There is growing evidence the United States if heading for a recession. Here are some of the factors to support that view from Hoisington Research:
1) the largest twelve month decline in real weekly earnings of 3.3% since this series began in 2000 which covers 72 million people.
2) Real per capita disposable income now stands 1.8% below one year ago levels and has fallen for seven consecutive months.
3) The composite index of the NFIB Small Business Survey sank to 93.2 in March the lowest since April of 2020.
4) Interest rate sensitive sectors such as housing and autos are already declining.
5) Inventories are rising rapidly and will accelerate further with any softness in demand causing cutbacks in production.
6) Fiscal policy turns restrictive in 2022 and there is just a hint of early restraint in Fed policy as total reserves declined by $425 billion since December and the main component of M2, other checkable deposits, has shown just 3.7% growth over the last three months.
This suggests we may be near peak inflation in the US. If so, that, and a recession, would change the expectations for interest rates quickly.
Whereas there is growing evidence rising inflation is hurting the consumer and businesses who rely heavily on imports in Japan. A growing chorus of analysts believe this will force the Bank of Japan to change course and raise interest rates; that would make the yen look more attractive on a yield basis compared to US dollar.
However, the counter argument is still strong—a weak yen is good for Japanese business as seen in Japan’s rising current account balance. But the benefits created by a weak yen, may be the seed corn for a strong yen.
From Leo Lewis of the Financial Times:
“Japan’s increasingly important ‘not China’ status in a less certain and deglobalising world. Where previously the focus of Tokyo bankers and lawyers had been on the outbound dealmaking of corporate Japan, they now report a striking switch. As global industry begins to re-engineer itself away from efficiency and towards security, Japan’s position as a reliable partner, manufacturing hub or supply chain link for US and European businesses has been significantly enhanced. The weak yen, say the bankers, is already tipping investment decisions in favour of Japan, with that trend likely to accelerate.”
This could significantly increase demand for yen.

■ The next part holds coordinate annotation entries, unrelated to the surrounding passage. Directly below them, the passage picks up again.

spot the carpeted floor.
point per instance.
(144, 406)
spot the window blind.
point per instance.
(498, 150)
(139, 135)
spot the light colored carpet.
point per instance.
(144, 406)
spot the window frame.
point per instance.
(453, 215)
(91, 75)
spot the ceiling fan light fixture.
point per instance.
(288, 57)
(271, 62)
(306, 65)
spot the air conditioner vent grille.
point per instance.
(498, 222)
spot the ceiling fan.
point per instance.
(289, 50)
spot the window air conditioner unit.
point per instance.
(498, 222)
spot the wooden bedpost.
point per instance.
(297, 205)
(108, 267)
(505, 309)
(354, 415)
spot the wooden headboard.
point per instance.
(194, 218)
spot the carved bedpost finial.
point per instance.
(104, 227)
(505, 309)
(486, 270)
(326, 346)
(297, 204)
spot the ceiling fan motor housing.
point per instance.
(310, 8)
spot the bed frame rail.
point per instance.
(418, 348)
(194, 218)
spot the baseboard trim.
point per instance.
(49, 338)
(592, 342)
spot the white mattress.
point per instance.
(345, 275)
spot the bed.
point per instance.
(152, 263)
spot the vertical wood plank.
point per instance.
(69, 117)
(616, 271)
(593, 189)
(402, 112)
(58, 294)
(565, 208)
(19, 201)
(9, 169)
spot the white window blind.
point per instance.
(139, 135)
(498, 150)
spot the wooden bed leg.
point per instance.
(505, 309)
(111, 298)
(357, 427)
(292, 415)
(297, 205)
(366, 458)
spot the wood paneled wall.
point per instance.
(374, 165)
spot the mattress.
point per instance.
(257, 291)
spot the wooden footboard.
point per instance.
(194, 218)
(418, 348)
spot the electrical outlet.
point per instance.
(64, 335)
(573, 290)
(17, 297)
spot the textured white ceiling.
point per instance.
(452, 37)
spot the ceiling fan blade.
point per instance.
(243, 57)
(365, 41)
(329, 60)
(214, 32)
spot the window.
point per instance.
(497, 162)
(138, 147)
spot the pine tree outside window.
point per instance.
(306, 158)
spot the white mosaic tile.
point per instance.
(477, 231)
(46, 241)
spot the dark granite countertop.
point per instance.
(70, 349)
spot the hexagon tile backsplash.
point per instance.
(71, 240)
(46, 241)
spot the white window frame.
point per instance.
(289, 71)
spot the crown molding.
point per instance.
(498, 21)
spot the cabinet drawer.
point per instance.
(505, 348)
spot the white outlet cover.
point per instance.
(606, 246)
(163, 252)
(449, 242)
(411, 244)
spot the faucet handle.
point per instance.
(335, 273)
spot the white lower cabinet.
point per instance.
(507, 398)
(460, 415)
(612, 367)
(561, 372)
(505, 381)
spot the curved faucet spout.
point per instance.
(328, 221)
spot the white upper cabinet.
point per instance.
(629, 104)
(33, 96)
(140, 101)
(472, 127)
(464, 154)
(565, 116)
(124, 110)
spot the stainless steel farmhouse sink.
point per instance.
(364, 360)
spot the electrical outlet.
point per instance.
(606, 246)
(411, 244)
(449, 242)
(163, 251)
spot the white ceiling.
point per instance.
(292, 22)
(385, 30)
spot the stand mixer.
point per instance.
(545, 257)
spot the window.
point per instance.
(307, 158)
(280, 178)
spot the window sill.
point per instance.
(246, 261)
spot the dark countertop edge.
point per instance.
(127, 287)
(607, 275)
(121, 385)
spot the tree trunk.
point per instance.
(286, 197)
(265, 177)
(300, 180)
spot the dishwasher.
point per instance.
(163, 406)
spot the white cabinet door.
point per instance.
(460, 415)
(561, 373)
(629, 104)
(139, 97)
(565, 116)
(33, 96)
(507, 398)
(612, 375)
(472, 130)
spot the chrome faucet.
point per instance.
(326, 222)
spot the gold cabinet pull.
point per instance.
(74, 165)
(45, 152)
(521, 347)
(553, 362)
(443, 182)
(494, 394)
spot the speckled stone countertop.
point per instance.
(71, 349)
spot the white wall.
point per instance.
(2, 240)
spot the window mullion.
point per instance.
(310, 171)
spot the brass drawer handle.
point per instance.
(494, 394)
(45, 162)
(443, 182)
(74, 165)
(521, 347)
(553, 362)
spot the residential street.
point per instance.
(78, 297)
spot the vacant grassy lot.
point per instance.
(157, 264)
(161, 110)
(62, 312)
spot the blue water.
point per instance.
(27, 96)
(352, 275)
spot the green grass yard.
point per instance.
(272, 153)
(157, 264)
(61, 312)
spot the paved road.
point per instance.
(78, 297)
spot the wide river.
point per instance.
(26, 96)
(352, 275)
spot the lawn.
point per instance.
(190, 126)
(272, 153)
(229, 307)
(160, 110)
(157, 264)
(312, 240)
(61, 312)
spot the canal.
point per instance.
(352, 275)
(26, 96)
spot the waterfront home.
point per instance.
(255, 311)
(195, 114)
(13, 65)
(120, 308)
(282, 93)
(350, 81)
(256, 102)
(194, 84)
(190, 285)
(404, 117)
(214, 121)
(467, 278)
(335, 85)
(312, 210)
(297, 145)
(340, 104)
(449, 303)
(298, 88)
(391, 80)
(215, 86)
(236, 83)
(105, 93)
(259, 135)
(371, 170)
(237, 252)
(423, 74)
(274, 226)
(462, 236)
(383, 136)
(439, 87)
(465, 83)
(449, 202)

Additionally, Japanese investors hold a lot of US Treasuries—estimated at around $1.3 trillion dollars. Treasury prices are falling fast and there is anecdotal evidence some Japanese players are dumping US bonds. Though relatively small compared to total holdings, $60 billion of Treasuries have been dumped in the last three months. But it could be just the beginning. It is the “at the margin” stuff that is important in financial markets.
Looking at the Weekly Commitment of Traders report for Japanese yen currency futures, you can see that negative positioning is approaching a four-year bearish extreme. Based on our conversion flow measure, we would expect to see a significant decrease in negative open interest to indicate a correction may be in the works.
CFTC JPY speculative net positions
Here is a look at our current wave view on the yen. We have a target near 135 USD/JPY for completion of a major Wave III. Setting the stage for a significant and multi-week playable correction.
Gregor and Team…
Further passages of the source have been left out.